Amidst the celebration of the 1,000th anniversary of the foundation of the Abbey of St. Edmund in the town of Bury St. Edmund’s, an archaeological study of the grounds has led to excitement about the possible discovery of the resting place of St. Edmund, the first patron saint of England.

Aleteia’s own John Burger explains why we know so little about St. Edmund’s final resting place:

England’s former patron saint, who ruled the Anglo-Saxon realm of East Anglia between 855 and 869, is thought to have been captured and killed by Danish or Viking raiders in 869. According to the East Anglian Daily Times, his remains were kept in a shrine in Bury. But the Benedictine Abbey there was dissolved during King Henry VIII’s reign, and Edmund’s remains were lost.

The focus of the study will take place under the Abbey Gardens tennis courts, which are rumored to cover the grave of St. Edmund. The Abbey of St. Edmund Heritage Partnership is expected to apply for grants to pay for the work, which will include archaeological supervision of the tennis court renovations, as well as geophysical scans of the ground under them in order to view potential archaeological finds without disturbing the site.

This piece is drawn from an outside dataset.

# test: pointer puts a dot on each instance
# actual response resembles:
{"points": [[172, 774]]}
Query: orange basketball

Ipswich Star reports that the effort is expected to take about 5 weeks, which is as long as the beautification efforts are due to last. The English news outlet spoke with the Reverend Canon Matthew Vernon, chairman of the Heritage Partnership, who explained:

“While our scan would include the site of the old tennis courts, its purpose is to further the research and discover more about what structures, artefacts and other links to the Abbey’s medieval past may lie beneath a much larger part of the former Abbey.”

The Abbey Gardens are just a third of the land that was once owned by the Abbey of St. Edmund. If the study of the land does not yield the location of St. Edmund’s tomb, it is possible that it could be located somewhere else on the property, which once stretched over a good portion of what is now the town.

Joanna Rayner, West Suffolk Council cabinet member for leisure and culture, noted that any discovery at the site — be it the tomb, some other ancient structure, or even a small artifact — would be an honor to find during the celebration of the Abbey’s 1,000th anniversary. She said:

“While we have much history and heritage to be proud of already, there is so much more that we hope to discover in 2020 and it looks like it could be a very exciting year ahead.”